Per prima cosa, Ikaruga è uno dei giochi più importanti mai usciti per Sega Dreamcast: arrivato originariamente per arcade, il titolo di Treasure arrivò sulla  console il 5 Settembre del 2002, anno in cui la sua produzione era già stata fermata. È vero che dopo Ikaruga molti altri titoli su licenza Sega arrivarono su Dreamcast in Giappone, fino al 2007, anno dell’uscita del suo ultimo gioco Karous, ma questo evento fu molto importante e segnante; nonostante le scarse vendite della console Sega e la sua annunciata interruzione di produzione, Ikaruga ricordò al mondo che Dreamcast aveva ancora molto da dire, e non con semplici giochini homebrew ma con capolavori degni di PlayStation 2 e Xbox che, nel frattempo, l’avevano eclissata. Il titolo di Treasure, seppur prodotto in copie molto limitate per quei pochi utenti che non abbandonarono il sistema, iniettò nuova vita al Dreamcast e poco dopo si assistette all’uscita di altri titoli come Border Down, Chaos Field e Under Defeat che, come Ikaruga, erano stati programmati originariamente per il sistema arcade Sega NAOMI e che potevano trovare ancora il miglior riscontro casalingo sull’ormai defunta console. Il suo art-style, la sua particolarissima grafica, i suoi strani messaggi e la sua fantastica musica erano solamente esche per attrarre il giocatore e, una volta lì, si veniva assorbiti da Ikaruga come un proiettile di polarità uguale sul gioco.

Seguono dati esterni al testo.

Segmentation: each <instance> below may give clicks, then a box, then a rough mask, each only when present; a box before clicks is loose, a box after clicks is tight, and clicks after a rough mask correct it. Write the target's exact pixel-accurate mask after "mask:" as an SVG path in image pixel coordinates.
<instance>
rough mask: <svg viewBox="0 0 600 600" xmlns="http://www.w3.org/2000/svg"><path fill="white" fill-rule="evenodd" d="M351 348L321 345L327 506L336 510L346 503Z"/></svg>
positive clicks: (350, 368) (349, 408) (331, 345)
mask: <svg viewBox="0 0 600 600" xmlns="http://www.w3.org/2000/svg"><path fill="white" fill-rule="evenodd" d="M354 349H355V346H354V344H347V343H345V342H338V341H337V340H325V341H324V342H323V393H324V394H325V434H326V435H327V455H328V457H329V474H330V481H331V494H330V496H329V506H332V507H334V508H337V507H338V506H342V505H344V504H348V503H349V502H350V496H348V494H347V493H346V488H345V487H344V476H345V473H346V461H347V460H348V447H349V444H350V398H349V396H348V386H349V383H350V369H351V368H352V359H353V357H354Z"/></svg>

I prezzi per la versione Dreamcast e quella Nintendo Gamecube, che permise il suo primo rilascio internazionale, sono oggi abbastanza alti e, a meno che non si ami particolarmente il gioco, è meglio starne alla larga. Tuttavia, a oggi, ci sono diversi metodi per godersi Ikaruga senza spendere un capitale: tutte le versioni digitali, ovvero Steam, Nintendo Switch, PlayStation 4 e persino Xbox 360, offrono una splendida grafica HD, dashboard online con i migliori punteggi e la possibilità di giocare con lo schermo in verticale, il vero modo per godersi questo shooter. Anche se è un titolo non adatto ai principianti, Ikaruga è una vera e propria pietra miliare del gaming moderno e degli shooter in generale, un titolo dalle semplici meccaniche in grado di mettere in difficoltà anche il più abile dei giocatori.